SG: Aw shucks! I could say equally nice things about each of them, too.

I think maybe their kind comments have something to do with the fact that after 20 years of hard work I became an overnight success. If you think Creatures emerged fully formed out of a vacuum, you'd probably conclude that I'm a genius, but really I'd spent all my adult life thinking about these things quietly to myself and doing experiments that no-one else saw. In a way this is the downside of working alone -- nobody even knows you exist until you produce something. That's more or less the position I'm in now, because it's ten years since Creatures was published, and the work that I started with Lucy the Robot is going to take a while yet to come to fruition (forever, unless I earn some money!). But the good side of it is that nobody is looking over my shoulder all the time, tracking every little bit of progress.
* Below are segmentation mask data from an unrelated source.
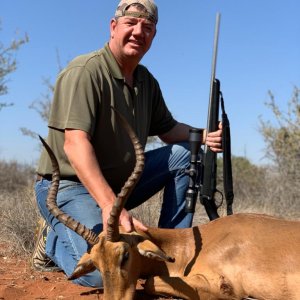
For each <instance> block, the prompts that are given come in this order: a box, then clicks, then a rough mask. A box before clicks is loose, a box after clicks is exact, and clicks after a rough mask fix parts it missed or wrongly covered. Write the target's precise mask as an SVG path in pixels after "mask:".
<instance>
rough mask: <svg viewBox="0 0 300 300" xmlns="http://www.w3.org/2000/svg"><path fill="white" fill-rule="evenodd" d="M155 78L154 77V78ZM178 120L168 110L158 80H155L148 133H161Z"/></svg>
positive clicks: (170, 112)
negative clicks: (151, 106)
mask: <svg viewBox="0 0 300 300" xmlns="http://www.w3.org/2000/svg"><path fill="white" fill-rule="evenodd" d="M154 80H155V79H154ZM177 123H178V122H177V121H176V120H175V119H174V118H173V116H172V114H171V112H170V111H169V109H168V107H167V105H166V103H165V101H164V98H163V95H162V92H161V89H160V87H159V84H158V82H157V81H156V80H155V88H154V100H153V107H152V116H151V126H150V131H149V135H150V136H154V135H161V134H164V133H166V132H168V131H169V130H171V129H172V128H173V127H174V126H175V125H176V124H177Z"/></svg>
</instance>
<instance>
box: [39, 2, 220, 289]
mask: <svg viewBox="0 0 300 300" xmlns="http://www.w3.org/2000/svg"><path fill="white" fill-rule="evenodd" d="M157 21H158V12H157V7H156V5H155V3H154V2H153V1H151V0H139V1H138V0H122V1H121V2H120V3H119V5H118V7H117V10H116V13H115V18H113V19H112V20H111V23H110V41H109V43H108V44H106V45H105V47H104V48H103V49H101V50H99V51H95V52H93V53H89V54H87V55H83V56H79V57H77V58H76V59H74V60H73V61H72V62H71V63H70V64H69V66H68V67H67V68H66V69H64V70H63V71H62V72H61V74H59V76H58V79H57V82H56V87H55V92H54V99H53V104H52V109H51V114H50V118H49V134H48V139H47V141H48V143H49V145H50V147H51V148H52V149H53V151H54V153H55V155H56V157H57V158H58V161H59V165H60V169H61V181H60V186H59V192H58V196H57V203H58V206H59V207H60V208H61V209H62V210H63V211H64V212H66V213H67V214H69V215H71V216H72V217H73V218H74V219H76V220H78V221H80V222H81V223H82V224H85V225H86V226H87V227H89V228H91V229H93V230H94V231H95V232H96V233H99V232H101V231H102V230H106V223H107V219H108V217H109V213H110V211H111V208H112V205H113V202H114V199H115V197H116V193H118V192H119V191H120V189H121V187H122V185H123V184H124V182H125V181H126V179H127V178H128V176H129V175H130V173H131V171H132V169H133V166H134V163H135V156H134V152H133V147H132V145H131V142H130V139H129V137H128V136H127V134H126V132H125V131H124V129H123V128H122V126H121V125H120V122H118V119H116V118H115V115H114V113H113V112H112V110H111V106H113V107H115V108H116V109H117V110H118V111H119V112H120V113H121V114H122V115H123V116H124V117H125V118H126V119H127V121H128V122H129V124H130V125H131V126H132V127H133V129H134V131H135V132H136V134H137V136H138V138H139V140H140V142H141V144H142V145H143V146H144V147H145V145H146V141H147V137H148V136H155V135H157V136H159V138H160V139H161V140H162V141H163V142H165V143H167V144H168V145H167V146H165V147H162V148H159V149H156V150H153V151H149V152H146V154H145V159H146V160H145V169H144V171H143V174H142V176H141V179H140V181H139V182H138V184H137V186H136V187H135V189H134V191H133V193H132V194H131V196H130V197H129V199H128V201H127V204H126V206H125V209H123V211H122V213H121V215H120V221H119V222H120V225H122V226H123V227H124V229H125V230H126V231H128V232H130V231H133V230H134V229H135V228H139V229H141V230H144V231H147V227H146V226H145V225H144V224H142V223H141V222H140V221H139V220H137V219H135V218H132V217H131V215H130V214H129V213H128V210H130V209H132V208H134V207H136V206H138V205H140V204H141V203H143V202H144V201H146V200H147V199H148V198H150V197H151V196H152V195H154V194H155V193H156V192H158V191H159V190H161V189H162V188H164V191H165V192H164V199H163V205H162V209H161V216H160V219H159V224H158V225H159V226H160V227H166V228H176V227H177V228H179V227H189V226H191V223H192V214H187V213H185V210H184V207H185V193H186V190H187V187H188V180H189V179H188V176H187V175H186V173H185V172H184V171H185V169H186V168H188V166H189V160H190V152H189V149H188V143H187V141H188V137H189V129H190V126H188V125H186V124H183V123H179V122H177V121H176V120H175V119H174V118H173V117H172V115H171V113H170V112H169V110H168V108H167V106H166V104H165V102H164V99H163V96H162V93H161V90H160V88H159V85H158V82H157V81H156V79H155V78H154V77H153V76H152V75H151V73H150V72H149V71H148V70H147V69H146V68H145V67H143V66H142V65H139V62H140V60H141V59H142V57H143V56H144V54H145V53H146V52H147V51H148V50H149V48H150V47H151V43H152V41H153V38H154V37H155V34H156V24H157ZM202 140H203V143H206V144H207V145H208V146H209V147H211V149H212V150H213V151H215V152H220V151H222V149H221V130H218V131H216V132H213V133H209V134H208V135H207V136H206V131H205V130H203V137H202ZM51 169H52V168H51V162H50V160H49V158H48V156H47V154H46V152H45V151H44V152H43V153H42V156H41V159H40V163H39V166H38V170H37V171H38V174H39V175H38V180H37V183H36V197H37V203H38V206H39V208H40V211H41V214H42V215H43V217H44V219H45V220H46V221H47V224H48V225H49V226H50V228H51V229H50V231H49V232H48V234H47V242H46V254H47V256H48V257H49V258H50V259H51V260H52V261H54V262H55V264H56V265H57V266H59V267H60V268H61V269H62V270H63V271H64V272H65V273H66V274H67V275H70V274H71V273H72V272H73V270H74V268H75V266H76V264H77V262H78V260H79V259H80V257H81V256H82V254H83V253H85V252H86V251H87V248H88V245H87V243H86V242H85V241H84V240H83V239H82V238H81V237H79V236H78V235H77V234H76V233H74V232H73V231H71V230H69V229H68V228H66V227H65V226H64V225H62V224H61V223H60V222H59V221H58V220H57V219H55V218H54V217H53V216H51V215H50V213H49V211H48V210H47V208H46V197H47V192H48V188H49V185H50V183H51ZM41 232H42V231H41ZM37 252H38V251H35V253H34V255H36V256H37V255H38V253H37ZM74 282H75V283H77V284H81V285H85V286H94V287H101V286H102V279H101V274H100V273H99V272H98V271H94V272H92V273H90V274H88V275H86V276H83V277H81V278H79V279H76V280H74Z"/></svg>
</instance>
Even so, one of the most important things that these guys happen to know is just how hard the problem is, and I'm glad they think I'm on the right track. I suppose it's fair to say that Richard Dawkins is a (surprisingly rare) believer that there are fundamental principles in biology, which is why he was present at the first ever conference on artificial life, and in my work I try to discover and exploit some of those principles, looking for the simplest, most elegant computational structures that can create lifelike richness. Meanwhile, Dan Dennett and Rod Brooks have always pointed out the importance of building complete organisms, in which the whole can become more than the sum of its parts, and that's what I try to do as well.

But I think one of the most important aspects of my work is the way I think about computation. Since the development of the computer we've all been conditioned to think of computation as a digital, serial, stepwise process in which varying sets of instructions are used to control data. So many of our metaphors for understanding the world are now set within this paradigm. But living things, brains, social systems, and for that matter most things in the universe compute almost instantaneously, in a massively parallel, analogue way. What's more, it's the 'data' that drive the 'code', in the sense that the laws of physics (the "instructions") are fixed and universal, and all the richness we see around us is due to the changing relationships between objects. It seems to me that my job as a creator of simulations should involve taking the serial, top-down, digital computer and turning it as quickly as possible into a simulation of a parallel, analogue, bottom-up, data-driven system. From that point on I should simply arrange virtual objects in space and alter their parameters -- the way the real world works. Basically I start out as a programmer and then switch as early as possible to being a biologist. I think this is important, but most people in AI, A-life and computer science find the digital paradigm a hard habit to shake.